I have SYSTEM_THREAD(ENABLED) because having some user firmware run while the device is offline is desirable. I've tried making additional threads as well but I think that has made things worse. I think the suggested approach would be to stop sampling when an incoming OTA is detected? Would this be the correct approach? How would I go about doing that. Thanks for any help.
Also sidenote, is there a recommended delay to have in our loop functions? Or any at all?
Your code should be as non-blocking as possible.
Long running loops are bound to impact the performance of the cloud connection.
But if you can't avoid them try adding Particle.process() which allows for extra cloud processing time.
While SYSTEM_THREAD(ENABLED) is my prefered mode of operation too, to achieve what you provide as reason for it can also achieved with the correct SYSTEM_MODE().
The recommendation is no delay() when possible.
But given your code can't be streamlined, subscribing to he firmware_update_pending event is probably what you want.
Awesome! That’s really helpful and pretty much exactly what I needed. Thanks alot.

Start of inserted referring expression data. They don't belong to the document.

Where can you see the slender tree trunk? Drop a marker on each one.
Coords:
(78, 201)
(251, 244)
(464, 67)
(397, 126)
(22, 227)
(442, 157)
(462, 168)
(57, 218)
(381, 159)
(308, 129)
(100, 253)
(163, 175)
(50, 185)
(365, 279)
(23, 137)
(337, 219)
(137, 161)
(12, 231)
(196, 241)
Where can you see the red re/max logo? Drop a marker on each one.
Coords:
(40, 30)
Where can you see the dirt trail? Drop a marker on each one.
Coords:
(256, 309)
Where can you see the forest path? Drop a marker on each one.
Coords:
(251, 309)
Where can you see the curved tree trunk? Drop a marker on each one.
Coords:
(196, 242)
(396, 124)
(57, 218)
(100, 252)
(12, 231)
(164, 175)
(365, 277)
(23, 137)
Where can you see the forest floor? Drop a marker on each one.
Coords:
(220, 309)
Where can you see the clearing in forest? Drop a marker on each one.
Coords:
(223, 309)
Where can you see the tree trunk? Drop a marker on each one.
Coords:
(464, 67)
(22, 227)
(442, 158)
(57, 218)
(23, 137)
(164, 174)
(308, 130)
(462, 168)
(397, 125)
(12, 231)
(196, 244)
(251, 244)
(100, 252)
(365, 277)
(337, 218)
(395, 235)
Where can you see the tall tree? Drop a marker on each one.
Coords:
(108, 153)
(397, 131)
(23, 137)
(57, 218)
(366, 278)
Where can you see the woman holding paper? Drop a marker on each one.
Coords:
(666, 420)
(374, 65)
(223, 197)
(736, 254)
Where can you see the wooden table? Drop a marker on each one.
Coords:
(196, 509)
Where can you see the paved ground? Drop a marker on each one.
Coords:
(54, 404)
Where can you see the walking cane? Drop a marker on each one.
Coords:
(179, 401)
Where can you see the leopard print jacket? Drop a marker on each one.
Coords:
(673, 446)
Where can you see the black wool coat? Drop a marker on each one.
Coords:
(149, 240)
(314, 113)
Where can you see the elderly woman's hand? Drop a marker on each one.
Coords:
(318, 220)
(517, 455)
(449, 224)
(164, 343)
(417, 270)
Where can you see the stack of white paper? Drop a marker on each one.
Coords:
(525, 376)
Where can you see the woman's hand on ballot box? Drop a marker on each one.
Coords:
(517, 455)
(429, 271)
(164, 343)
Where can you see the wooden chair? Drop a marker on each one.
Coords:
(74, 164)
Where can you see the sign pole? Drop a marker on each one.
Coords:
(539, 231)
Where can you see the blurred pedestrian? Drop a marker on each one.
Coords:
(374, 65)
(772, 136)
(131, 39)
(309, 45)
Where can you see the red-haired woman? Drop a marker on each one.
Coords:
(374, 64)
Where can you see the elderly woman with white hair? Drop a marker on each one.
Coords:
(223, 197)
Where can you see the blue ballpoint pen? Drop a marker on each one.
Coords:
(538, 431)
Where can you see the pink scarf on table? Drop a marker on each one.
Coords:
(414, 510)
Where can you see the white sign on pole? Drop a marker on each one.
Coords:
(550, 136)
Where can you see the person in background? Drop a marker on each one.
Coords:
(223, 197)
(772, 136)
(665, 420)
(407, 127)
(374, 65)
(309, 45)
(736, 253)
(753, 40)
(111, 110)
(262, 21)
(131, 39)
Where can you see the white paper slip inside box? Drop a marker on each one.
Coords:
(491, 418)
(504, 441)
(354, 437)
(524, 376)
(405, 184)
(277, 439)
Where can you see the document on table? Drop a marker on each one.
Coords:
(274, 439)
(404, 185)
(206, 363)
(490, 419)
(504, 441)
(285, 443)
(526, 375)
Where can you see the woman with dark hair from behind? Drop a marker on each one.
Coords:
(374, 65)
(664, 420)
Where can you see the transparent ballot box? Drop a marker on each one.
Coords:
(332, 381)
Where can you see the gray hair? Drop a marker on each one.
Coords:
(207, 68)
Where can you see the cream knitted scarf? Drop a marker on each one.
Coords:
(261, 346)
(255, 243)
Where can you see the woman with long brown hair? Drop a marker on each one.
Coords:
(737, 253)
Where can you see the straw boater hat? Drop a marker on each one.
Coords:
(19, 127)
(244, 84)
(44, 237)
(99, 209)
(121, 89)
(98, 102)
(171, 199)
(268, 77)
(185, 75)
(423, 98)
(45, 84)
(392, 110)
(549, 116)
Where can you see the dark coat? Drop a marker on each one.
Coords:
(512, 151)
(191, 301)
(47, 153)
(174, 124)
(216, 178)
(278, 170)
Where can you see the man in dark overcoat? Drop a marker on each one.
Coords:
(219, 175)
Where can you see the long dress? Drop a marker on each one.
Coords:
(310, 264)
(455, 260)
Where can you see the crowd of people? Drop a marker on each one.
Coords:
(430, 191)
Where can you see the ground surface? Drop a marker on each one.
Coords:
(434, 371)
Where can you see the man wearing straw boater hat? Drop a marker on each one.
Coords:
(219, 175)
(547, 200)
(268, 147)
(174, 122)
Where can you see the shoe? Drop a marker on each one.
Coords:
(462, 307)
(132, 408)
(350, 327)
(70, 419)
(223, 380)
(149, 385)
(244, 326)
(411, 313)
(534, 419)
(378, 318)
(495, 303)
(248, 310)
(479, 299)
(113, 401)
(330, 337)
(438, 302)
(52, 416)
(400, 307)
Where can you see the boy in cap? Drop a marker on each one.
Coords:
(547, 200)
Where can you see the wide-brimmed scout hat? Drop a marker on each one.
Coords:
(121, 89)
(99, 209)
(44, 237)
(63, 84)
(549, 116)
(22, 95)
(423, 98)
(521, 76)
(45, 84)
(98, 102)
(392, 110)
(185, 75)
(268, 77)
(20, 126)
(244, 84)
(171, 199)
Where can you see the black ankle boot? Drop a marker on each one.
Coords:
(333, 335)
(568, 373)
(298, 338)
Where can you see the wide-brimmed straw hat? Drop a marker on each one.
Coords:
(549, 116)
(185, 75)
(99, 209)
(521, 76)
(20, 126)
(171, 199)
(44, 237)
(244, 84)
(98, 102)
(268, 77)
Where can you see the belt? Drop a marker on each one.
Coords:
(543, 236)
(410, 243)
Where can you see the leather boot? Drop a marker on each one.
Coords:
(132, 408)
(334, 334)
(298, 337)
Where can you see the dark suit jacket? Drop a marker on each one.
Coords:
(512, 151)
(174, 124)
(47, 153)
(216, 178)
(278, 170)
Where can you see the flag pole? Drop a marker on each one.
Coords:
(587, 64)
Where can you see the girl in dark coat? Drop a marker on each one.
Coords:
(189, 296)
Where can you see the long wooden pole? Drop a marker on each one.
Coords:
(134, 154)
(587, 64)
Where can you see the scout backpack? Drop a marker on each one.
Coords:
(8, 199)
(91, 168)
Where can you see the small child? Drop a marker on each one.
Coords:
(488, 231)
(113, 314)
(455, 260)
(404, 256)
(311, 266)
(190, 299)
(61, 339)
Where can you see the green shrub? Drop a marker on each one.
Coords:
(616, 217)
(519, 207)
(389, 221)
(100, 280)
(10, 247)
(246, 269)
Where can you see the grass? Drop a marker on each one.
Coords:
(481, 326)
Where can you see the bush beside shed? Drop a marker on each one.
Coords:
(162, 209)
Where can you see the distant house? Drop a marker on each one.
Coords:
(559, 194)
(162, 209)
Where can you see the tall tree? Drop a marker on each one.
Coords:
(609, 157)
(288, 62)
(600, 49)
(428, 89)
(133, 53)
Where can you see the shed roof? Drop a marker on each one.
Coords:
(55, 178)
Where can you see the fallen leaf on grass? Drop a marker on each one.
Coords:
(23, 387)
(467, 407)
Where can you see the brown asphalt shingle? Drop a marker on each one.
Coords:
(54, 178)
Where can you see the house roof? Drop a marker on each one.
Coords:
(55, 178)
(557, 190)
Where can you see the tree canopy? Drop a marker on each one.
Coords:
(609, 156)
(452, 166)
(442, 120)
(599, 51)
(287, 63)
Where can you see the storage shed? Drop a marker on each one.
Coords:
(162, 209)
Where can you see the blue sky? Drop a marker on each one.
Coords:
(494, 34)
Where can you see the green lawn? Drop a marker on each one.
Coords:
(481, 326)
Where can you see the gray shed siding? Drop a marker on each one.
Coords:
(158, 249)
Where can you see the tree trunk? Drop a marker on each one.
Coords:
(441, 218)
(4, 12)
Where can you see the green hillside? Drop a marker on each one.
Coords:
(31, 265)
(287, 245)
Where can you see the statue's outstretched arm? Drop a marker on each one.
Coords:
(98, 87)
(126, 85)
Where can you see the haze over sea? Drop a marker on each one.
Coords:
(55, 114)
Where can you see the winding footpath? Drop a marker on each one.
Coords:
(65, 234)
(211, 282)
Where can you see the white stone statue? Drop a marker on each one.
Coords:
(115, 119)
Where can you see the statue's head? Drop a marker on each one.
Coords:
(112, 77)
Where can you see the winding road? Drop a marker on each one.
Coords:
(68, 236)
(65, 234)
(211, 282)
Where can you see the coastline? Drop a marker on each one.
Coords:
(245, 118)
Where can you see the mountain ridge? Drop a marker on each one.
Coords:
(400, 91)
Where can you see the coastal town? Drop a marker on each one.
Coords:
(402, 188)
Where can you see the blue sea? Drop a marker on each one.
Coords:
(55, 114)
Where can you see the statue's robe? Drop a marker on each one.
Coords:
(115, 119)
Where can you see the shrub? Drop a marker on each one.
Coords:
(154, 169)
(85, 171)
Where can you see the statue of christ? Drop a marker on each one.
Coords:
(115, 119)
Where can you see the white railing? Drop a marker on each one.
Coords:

In general though, what counts as blocking. I think I know while and for loops would. Would something like a large if statement block block cloud connectivity? In addition to that, does having large amount of blocking code slow down API calls to cloud functions? (Which I think may be happening in my situation). Perhaps taking on your suggestion to add Particle.process() here and there might improve performance.
There is no hard limit, but anything that does not execute in just a few couple of milliseconds can be considered blocking.
And anything that prevents loop() to finish within a few ms does impact the cloud's responsiveness in single threaded mode directly. With multi threaded mode things are not as straight forward. But actions that need to be run on the application thread (like Particle.function() and Particle.subscribe() callbacks) will be impacted.
Alrite, looks like putting in some Particle.process() methods is a good idea. I forgot to ask though, what is the difference between firmware_update and firmware_update_pending in terms of the handler? I’m using just firmware_update at the moment and it seems to do what I want but I’m not sure about the differences.
Also with regards to multi threading, the way I thought of it (and its not very educated) was that the system firmware (like cloud and networking) would run in between function calls or something like that. For eg.
So I thought even though the loop function may be quite long and does not actually execute within a few milliseconds, cloud handling would still happen, in between function1 and function2 for example, or in between lines of code even. Forgive me if I have no idea what I’m talking about.
The former tells you that there is an ongoing update, while the latter tells you that there will be and update starting.
But if you look in the docs that I've linked you'll get a more elaborate description of the latter also in regards of disabled updates - in which case the former wouldn't fire at all.
It's a bit more complicated than that. The FreeRTOS does assign 1ms timeslices to each thread and does not care about function boundaries when it takes control of the µC to let have the next thread its share. But there are instances where thread switching is not permitted (e.g. during single threaded or atomic blocks, or when shared resources, like UART, are occupied by one thread) and hence one thread could hog the µC.